Man könnte durchaus sagen, dass sie sich liebten. Aber von solchen Begriffen hatten die beiden keine Ahnung und das war wohl auch gut so. Denn um sie herum begannen die Blumen sowieso wie verrückt zu blühen und das Leben zu sprießen, ganz unabhängig davon, was die beiden nun im Detail füreinander empfanden. Sie hatten ja auch gar nicht das Gefühl, dass es dabei um sie ging, sondern vielmehr um die Welten, die sich um sie herum bildeten und denen sie sich hingaben.

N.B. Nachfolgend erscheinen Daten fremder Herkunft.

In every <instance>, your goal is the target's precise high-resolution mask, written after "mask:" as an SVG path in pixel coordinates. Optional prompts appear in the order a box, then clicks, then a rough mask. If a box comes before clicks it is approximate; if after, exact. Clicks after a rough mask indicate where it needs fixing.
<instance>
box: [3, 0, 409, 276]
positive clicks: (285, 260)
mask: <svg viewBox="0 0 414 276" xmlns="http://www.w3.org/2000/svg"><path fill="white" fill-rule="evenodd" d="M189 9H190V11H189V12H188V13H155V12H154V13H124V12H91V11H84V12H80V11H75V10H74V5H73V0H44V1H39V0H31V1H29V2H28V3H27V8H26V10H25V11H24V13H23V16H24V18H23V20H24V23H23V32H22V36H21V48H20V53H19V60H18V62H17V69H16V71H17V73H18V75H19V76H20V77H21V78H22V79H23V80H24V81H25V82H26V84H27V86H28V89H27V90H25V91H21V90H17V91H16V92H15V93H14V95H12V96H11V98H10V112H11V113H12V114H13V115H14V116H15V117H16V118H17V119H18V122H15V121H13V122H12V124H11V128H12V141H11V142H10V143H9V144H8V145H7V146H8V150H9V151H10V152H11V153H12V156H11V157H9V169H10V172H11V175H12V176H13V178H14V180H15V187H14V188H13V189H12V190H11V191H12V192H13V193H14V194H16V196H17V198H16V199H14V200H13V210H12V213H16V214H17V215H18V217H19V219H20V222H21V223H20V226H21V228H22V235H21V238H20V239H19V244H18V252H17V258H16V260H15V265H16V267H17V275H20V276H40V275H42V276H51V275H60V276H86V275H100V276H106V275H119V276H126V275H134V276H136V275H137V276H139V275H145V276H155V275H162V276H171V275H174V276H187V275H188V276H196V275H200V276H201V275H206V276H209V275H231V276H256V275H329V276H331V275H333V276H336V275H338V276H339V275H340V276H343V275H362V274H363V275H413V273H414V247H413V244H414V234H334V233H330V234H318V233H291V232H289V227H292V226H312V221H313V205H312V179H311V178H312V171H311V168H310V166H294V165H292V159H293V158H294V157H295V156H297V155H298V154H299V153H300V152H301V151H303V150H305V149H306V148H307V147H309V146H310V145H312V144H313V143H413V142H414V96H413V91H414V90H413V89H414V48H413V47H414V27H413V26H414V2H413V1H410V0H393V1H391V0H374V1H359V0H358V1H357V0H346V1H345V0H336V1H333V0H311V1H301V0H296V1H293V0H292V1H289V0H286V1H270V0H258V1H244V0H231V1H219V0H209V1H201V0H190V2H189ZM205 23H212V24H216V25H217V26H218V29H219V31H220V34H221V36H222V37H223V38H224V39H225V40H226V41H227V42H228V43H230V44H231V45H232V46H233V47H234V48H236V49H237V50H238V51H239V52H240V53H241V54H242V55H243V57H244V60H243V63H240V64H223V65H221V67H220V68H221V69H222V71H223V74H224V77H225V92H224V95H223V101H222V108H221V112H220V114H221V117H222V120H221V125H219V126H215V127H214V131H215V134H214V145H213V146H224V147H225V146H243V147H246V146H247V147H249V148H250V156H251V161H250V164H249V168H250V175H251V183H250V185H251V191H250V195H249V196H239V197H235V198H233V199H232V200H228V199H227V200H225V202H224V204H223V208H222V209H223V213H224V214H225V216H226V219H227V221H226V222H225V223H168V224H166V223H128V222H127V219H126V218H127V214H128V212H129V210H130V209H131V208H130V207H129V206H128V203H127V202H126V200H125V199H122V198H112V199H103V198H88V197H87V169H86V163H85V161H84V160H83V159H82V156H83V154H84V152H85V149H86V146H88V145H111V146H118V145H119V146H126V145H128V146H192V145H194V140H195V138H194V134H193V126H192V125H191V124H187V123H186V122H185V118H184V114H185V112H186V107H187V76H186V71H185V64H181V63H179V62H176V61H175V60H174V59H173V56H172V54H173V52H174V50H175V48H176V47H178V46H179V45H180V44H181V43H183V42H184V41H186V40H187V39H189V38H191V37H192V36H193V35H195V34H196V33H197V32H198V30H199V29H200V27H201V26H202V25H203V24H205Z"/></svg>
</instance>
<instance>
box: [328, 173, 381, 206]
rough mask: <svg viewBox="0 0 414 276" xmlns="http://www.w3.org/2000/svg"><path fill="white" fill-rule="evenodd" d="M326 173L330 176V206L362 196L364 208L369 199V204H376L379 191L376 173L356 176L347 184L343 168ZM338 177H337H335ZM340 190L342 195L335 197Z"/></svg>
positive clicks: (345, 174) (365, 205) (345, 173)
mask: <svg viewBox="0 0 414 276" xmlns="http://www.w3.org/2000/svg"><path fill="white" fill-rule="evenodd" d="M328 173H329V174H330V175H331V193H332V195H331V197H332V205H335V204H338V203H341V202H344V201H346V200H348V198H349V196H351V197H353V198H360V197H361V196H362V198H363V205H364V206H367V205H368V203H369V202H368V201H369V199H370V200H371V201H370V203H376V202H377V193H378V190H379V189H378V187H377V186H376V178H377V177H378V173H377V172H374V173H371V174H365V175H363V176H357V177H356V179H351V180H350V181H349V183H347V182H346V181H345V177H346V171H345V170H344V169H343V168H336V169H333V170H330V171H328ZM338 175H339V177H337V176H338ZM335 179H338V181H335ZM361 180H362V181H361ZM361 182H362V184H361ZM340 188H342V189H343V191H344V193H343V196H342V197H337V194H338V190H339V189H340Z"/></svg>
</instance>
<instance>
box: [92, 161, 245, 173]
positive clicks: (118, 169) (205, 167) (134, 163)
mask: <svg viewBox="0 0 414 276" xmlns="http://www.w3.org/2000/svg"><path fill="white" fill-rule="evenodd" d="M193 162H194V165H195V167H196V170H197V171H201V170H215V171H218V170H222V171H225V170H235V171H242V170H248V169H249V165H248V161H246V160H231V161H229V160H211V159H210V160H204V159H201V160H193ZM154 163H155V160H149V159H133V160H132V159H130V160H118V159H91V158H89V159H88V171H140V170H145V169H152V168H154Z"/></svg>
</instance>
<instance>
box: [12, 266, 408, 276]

Aber über eines waren die beiden sich nun, trotz ihres jungen Alters, ganz sicher: auf irgendeine Weise verstanden zu haben, worum es im Leben ging. Sie konnten sich wortlos ansehen und wussten, dass sie – wie beim Versteckspiel – ein Geheimnis teilten, das sie stets vor den noch kommenden Stürmen des Lebens schützen würde. Und so war es auch. So heftig die Wellenschläge des Lebens auch waren: immer gab es da diesen unauslöschbaren Funken in ihnen, der aus der vagen Ahnung und fernen Erinnerung an jene Vielzahl an Welten bestand, die mal um sie herum entstanden waren. Und so sehr es ihnen auch in dieser einen Erwachsenenwelt, in die sie nun hineingewachsen waren, so vorkam, als würden Korridore sich verengen, war ihnen dennoch jenes Geheimnis des Lebens ganz und gar bewusst geblieben. Selbst dann noch, wenn ernste Mienen von Verwandten über Geburtsurkunden von Ahnen grübelten.

Viele Jahre später, wenn er das Bett mit einer Frau teilte, war es wieder ganz natürlich, dass eine Vielzahl an Welten sich auftat. Es brauchte auch niemand Blüten zu verstreuen. Es war wie mit jenem Geheimnis aus Kindertagen, dass die Liebe zum Leben sich ihre Bahnen schon suchte und das Bett mühelos zum Schiff verwandelte, auf dem die Liebenden zusammenfanden. Was für ein Glück! Überall diesen Keim des Lebens wiederfinden zu dürfen. Wie dankbar war er dem Geheimnis gegenüber, das es sich ihnen damals offenbart hatte. Wie dankbar war er, bis heute, ihr gegenüber, dass er dieses Geheimnis mit ihr teilen durfte. Wie unendlich dankbar war er für ihr Dasein! Nicht, weil sie irgendwoher kam oder irgendetwas geworden war, sondern schlicht, weil es sie gab, und weil das Leben sich damals an ihnen auf diese Weise abgespielt hat.